New congress to deal with earmark issues

The Tea Partiers who made it into office are trying to do something sane for a change and ban earmarks. Apparently not everyone agrees, specifically Senate GOP leader Mitch McConnell. A recent article listed a quote from him from Meet the Press.

He said, “The earmark issue is about discretion—about an argument between the executive branch and the legislative branch over how funds should be spent, there are many members of my conference who have said, ‘I don’t want the president to make all the decisions about how the funds are spent that might be allocated in my state.”
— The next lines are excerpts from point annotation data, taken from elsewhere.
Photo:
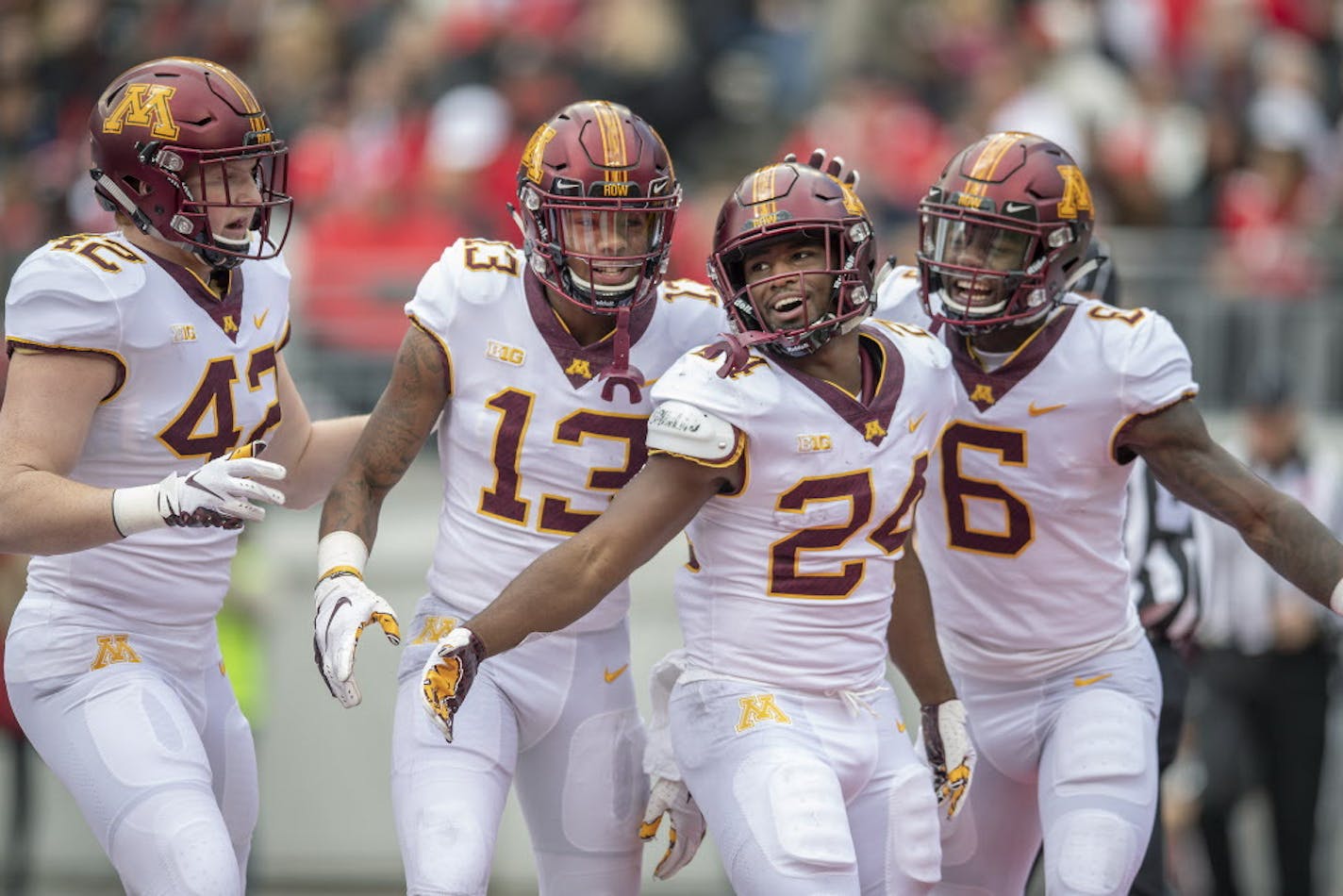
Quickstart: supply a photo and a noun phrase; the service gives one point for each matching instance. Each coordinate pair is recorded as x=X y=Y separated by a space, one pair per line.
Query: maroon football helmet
x=783 y=202
x=160 y=130
x=598 y=202
x=1003 y=233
Republican leaders are not happy with this division according to a Politico article, because:
“McConnell is seeking to avoid an all-out public battle among his GOP colleagues over earmarks before the new Congress starts. He also wants to avoid alienating the Tea Party movement and conservative activists who helped win six Senate seats for Republicans on Election Day – victories that dramatically strengthened McConnell’s hand as he plans to battle the White House over repealing health care reform, retaining Bush-era tax cuts and reining in federal spending.”

In other words, he doesn’t want the division caused by the Tea Party movement to widen. He has a good point; the solidarity of the Republican Party has been its strongest point for years. For better or for worse, it’s been what the GOP leadership could count on most.

With it being threatened, it’s not surprising some people are going to be worried. Taking it out on decent legislation is probably not the best way to deal with it, however. This division in the party looks to be long-lasting, and if so, any attempts to stop it are a waste of time.

Rather than try and keep the party together, Republican leaders might be better off looking for a more rational, less extreme base upon which to rebuild their party. Actually dealing with the earmark problem may be a good start.

Actually working to solve the issue would be a good PR move, as earmarks tend to be unpopular among voters – at least as long as it’s someone else’s state. Solving the earmark problem would alienate part of the Republican Party, true, but the part that stayed would be a good base for use as PR for a kinder, better less out-of-touch party.

Not surprisingly, the Politico article mentioned it is often younger politicians who are against the earmark ban. Others are against it as well, but it looks like a close vote, according to the article.

Either this vote could prove to be great benefit or a great detriment to the Republican Party. If they can show they’re serious about curtailing wasteful spending, this is a great time to prove it. Or they could prove once again how out of touch with modern America they really are. Allowing the Tea Party movement to gain strength and political legitimacy. The choice is up to them.